Despite general knowledge that the progression from soluble uric acid to MSU crystals and generation of inflammation is the causal mechanism of gout, some questions remain open in relation to the clinical observations related to gout and hyperuricemia. First, hyperuricemia is a relatively common metabolic condition, yet only a minority of 10-15% of hyperuricemia patients developing symptomatic gout ¹³². Thus, the factors that trigger the symptomatic inflammatory response still need to be elucidated.

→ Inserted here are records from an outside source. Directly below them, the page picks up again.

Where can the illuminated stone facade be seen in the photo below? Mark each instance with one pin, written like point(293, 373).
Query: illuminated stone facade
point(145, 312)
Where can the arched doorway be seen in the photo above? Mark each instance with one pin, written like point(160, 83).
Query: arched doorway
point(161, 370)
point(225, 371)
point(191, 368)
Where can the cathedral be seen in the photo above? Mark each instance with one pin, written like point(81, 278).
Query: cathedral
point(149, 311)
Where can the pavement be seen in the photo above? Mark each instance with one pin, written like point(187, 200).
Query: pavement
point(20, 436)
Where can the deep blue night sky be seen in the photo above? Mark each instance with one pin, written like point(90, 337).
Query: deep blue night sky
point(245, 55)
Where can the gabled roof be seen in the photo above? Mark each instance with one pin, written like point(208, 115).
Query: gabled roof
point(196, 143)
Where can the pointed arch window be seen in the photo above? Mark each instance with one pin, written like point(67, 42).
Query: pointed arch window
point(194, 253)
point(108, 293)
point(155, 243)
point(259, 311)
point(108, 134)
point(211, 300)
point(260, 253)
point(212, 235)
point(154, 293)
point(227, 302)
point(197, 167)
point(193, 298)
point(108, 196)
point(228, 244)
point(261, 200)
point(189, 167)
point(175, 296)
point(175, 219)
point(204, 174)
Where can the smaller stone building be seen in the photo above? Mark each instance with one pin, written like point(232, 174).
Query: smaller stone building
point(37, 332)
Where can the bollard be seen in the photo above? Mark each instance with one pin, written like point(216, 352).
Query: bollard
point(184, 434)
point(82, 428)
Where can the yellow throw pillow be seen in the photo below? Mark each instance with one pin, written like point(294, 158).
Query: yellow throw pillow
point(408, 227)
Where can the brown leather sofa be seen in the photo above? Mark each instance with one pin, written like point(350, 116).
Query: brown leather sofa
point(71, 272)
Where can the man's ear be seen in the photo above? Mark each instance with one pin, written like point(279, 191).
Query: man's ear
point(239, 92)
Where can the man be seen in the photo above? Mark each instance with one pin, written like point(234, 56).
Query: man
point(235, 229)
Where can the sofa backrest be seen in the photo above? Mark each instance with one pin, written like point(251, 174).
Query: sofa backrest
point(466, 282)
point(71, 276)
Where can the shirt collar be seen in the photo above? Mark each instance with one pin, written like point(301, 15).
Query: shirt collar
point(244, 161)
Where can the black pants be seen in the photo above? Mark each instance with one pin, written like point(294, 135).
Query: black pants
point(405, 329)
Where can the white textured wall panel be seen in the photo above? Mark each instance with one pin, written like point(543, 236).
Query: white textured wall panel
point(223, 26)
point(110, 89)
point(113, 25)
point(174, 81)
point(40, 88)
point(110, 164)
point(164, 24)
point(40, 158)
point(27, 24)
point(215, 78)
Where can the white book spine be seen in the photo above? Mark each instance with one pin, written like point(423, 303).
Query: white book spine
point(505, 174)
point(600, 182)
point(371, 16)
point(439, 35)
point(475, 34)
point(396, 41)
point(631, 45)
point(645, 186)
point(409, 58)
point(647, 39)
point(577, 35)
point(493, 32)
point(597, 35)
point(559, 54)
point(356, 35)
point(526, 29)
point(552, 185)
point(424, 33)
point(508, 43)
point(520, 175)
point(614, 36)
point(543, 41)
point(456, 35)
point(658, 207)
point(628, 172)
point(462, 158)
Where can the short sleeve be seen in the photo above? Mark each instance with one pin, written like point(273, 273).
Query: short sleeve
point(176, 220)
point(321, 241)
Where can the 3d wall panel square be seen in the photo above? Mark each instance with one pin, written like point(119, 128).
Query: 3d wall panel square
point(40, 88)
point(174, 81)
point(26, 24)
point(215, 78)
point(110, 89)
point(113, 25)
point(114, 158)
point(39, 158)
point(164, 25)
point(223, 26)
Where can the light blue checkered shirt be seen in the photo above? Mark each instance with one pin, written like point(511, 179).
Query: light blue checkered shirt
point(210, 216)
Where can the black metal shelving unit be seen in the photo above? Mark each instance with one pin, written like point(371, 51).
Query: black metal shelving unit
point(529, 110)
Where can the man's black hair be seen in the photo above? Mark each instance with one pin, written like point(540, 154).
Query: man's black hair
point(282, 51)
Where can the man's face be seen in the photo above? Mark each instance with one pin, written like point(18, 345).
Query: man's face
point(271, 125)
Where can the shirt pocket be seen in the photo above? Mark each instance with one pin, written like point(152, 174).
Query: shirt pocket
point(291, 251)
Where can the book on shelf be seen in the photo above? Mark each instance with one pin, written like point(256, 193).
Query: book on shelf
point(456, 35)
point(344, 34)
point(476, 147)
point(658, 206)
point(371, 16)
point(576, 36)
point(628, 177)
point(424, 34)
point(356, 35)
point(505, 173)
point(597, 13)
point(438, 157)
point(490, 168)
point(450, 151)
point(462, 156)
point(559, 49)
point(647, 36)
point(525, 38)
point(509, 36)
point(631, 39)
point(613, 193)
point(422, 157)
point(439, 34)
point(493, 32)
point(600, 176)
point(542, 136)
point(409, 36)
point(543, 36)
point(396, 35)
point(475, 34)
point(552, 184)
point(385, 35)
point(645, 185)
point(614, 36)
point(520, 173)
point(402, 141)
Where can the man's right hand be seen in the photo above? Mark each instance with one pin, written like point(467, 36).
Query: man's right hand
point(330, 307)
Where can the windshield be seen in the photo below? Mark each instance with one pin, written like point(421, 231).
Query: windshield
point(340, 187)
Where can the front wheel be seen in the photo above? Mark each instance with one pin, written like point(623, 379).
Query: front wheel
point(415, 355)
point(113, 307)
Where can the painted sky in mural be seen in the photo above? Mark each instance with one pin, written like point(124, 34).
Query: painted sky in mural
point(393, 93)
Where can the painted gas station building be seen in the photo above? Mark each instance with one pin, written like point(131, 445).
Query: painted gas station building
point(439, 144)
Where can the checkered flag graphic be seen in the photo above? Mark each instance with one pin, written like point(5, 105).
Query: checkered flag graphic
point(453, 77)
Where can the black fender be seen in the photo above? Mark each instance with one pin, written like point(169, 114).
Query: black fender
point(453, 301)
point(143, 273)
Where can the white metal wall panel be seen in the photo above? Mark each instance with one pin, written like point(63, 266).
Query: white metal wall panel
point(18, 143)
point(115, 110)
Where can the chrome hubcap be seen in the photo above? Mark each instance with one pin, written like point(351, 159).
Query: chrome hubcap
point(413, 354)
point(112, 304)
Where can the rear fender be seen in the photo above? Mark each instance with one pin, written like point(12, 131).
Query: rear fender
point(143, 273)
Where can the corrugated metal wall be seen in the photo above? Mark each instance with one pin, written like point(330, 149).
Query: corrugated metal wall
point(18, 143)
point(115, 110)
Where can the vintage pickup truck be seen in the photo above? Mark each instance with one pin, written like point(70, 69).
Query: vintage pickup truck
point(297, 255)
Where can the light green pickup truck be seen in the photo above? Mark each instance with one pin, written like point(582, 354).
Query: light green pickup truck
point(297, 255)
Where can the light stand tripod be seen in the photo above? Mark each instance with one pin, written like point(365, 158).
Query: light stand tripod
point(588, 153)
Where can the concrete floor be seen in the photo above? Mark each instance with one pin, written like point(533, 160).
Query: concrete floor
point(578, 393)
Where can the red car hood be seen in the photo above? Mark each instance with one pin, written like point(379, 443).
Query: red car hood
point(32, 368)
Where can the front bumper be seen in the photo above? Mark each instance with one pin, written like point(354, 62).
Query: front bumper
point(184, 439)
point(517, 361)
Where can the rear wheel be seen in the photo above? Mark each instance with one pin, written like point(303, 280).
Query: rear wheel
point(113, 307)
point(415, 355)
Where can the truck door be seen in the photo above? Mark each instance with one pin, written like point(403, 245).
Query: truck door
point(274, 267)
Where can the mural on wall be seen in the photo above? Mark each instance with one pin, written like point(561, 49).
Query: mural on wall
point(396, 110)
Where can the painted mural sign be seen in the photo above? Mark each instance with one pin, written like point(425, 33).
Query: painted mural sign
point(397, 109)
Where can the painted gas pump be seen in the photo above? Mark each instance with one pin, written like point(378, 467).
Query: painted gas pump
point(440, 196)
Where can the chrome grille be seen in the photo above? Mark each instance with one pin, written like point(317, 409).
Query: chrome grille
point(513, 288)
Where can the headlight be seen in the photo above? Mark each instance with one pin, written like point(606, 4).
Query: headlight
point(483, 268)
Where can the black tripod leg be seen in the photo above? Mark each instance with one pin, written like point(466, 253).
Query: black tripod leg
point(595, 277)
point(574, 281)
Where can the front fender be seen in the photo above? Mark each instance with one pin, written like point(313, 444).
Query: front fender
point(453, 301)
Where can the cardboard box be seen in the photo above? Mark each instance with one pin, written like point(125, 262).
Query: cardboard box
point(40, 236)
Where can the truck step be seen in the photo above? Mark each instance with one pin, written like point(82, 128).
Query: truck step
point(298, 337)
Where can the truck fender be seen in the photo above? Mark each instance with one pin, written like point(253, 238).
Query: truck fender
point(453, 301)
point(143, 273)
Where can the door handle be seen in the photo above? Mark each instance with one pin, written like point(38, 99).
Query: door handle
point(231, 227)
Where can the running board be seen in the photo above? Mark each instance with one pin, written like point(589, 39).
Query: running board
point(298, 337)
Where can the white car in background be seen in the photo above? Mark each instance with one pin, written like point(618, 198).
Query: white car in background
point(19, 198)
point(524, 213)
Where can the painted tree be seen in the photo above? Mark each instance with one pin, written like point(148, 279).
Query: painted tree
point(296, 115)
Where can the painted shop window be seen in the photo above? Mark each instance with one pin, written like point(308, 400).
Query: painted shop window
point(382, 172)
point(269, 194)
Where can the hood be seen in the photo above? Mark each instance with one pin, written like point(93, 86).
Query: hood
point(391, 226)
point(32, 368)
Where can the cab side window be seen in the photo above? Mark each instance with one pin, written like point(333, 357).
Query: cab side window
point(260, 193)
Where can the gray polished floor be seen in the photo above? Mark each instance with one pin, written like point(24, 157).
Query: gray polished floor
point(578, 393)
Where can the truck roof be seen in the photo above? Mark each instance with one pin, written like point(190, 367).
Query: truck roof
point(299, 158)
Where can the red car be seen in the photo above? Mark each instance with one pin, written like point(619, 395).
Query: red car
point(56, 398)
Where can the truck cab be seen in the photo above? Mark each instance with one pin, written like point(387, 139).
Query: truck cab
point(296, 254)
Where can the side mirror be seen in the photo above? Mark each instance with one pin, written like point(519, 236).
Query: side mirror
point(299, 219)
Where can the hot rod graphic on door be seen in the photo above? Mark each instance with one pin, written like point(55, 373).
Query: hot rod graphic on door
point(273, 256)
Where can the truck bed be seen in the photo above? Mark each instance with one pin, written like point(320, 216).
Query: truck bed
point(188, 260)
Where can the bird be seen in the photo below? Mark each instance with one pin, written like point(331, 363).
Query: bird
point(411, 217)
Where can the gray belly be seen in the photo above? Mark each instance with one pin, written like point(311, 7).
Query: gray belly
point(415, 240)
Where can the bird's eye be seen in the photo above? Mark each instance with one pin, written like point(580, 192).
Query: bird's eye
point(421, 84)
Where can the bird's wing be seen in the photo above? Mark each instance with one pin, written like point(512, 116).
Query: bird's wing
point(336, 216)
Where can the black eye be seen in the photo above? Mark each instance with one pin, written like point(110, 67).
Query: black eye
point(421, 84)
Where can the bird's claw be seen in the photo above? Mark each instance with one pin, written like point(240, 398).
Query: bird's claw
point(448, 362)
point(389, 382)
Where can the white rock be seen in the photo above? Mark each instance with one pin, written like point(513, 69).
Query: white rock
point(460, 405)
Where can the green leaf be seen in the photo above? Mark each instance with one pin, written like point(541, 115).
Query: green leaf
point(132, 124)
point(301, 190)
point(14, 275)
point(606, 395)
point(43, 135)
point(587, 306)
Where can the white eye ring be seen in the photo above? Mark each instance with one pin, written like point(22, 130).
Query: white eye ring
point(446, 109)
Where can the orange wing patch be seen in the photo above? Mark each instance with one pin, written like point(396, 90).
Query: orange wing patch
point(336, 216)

Second, when an attack resolves, crystals still remain in the tissues (intercritical gout), that might be contributing to a low grade systemic inflammatory response in the absence of symptoms ¹³³. In addition, as many as 15 or more percent of subjects with hyperuricemia have crystal deposition without symptoms ^134,135. Thus, neither hyperuricemia nor MSU deposits are sufficient to trigger full blown inflammation. Moreover, experimental designs usually cannot exclude that in vivo or in vitro effects of high concentrations of uric acid are independent of microcrystal formation. Nevertheless, the parallels between soluble uric acid and crystalline uric acid in inducing the inflammatory response is remarkable and suggests the involvement of a pro-inflammatory state that may involve local as well as systemic effects. Studying these responses in patients has the potential of helping to understand the variability of the phenotype in gout and hyperuricemia and of identifying the missing links that determine the progression from hyperuricemia and crystal deposition to clinically symptomatic gout.

Systemic Conditions Beyond Gout.

The recognition that uric acid has such key proinflammatory roles in innate immunity raises key questions of its importance in other diseases. Indeed, hyperuricemia is a powerful predictor of obesity, metabolic syndrome, nonalcoholic fatty liver and diabetes, and experimental studies tie these inflammatory pathways to the mechanism of disease^3,6,24,86. Similar studies have linked serum urate with acute and chronic kidney disease, hypertension, preeclampsia, and cardiovascular disease. ^4,5,136 However, a challenging finding is that most Mendelian randomization studies evaluating the relationship of serum uric acid to cardiovascular endpoints have been negative, and clinical trials have also been mixed.⁴ Nevertheless, there is increasing evidence that lowering uric acid may be beneficial, especially in hyperuricemic individuals with chronic kidney disease who are showing deteriorating renal function.¹³⁷ Clearly further studies are needed, but the recognition of the involvement of urate in metabolic inflammation offers the potential for novel interventions.

Conclusions

Asymptomatic hyperuricemia is common but has been largely viewed as a metabolic abnormality that increases the risk for gout and kidney stones and is innocent otherwise. Recent studies, however, suggest that the people with asymptomatic hyperuricemia may be at significant risk for cardiometabolic diseases, and that the uric acid may play a contributory role in causing these conditions. The studies summarized here document a major role for both crystalline and soluble urate in driving metabolic inflammation, activating innate immunity and triggering epigenetic pathways that can amplify responses. These studies challenge the concept that hyperuricemia is an “innocent bystander” and raises the possibility that conditions in which hyperuricemia is present may benefit not only from urate lowering therapies, but with ones targeting various aspects of the immune system, including IL-1, autophagy, and epigenetic modifiers. Further studies are needed to better understand how these pathways may influence disease, the genetic factors controlling these responses, and the mechanisms transitioning hyperuricemia to gout and beyond.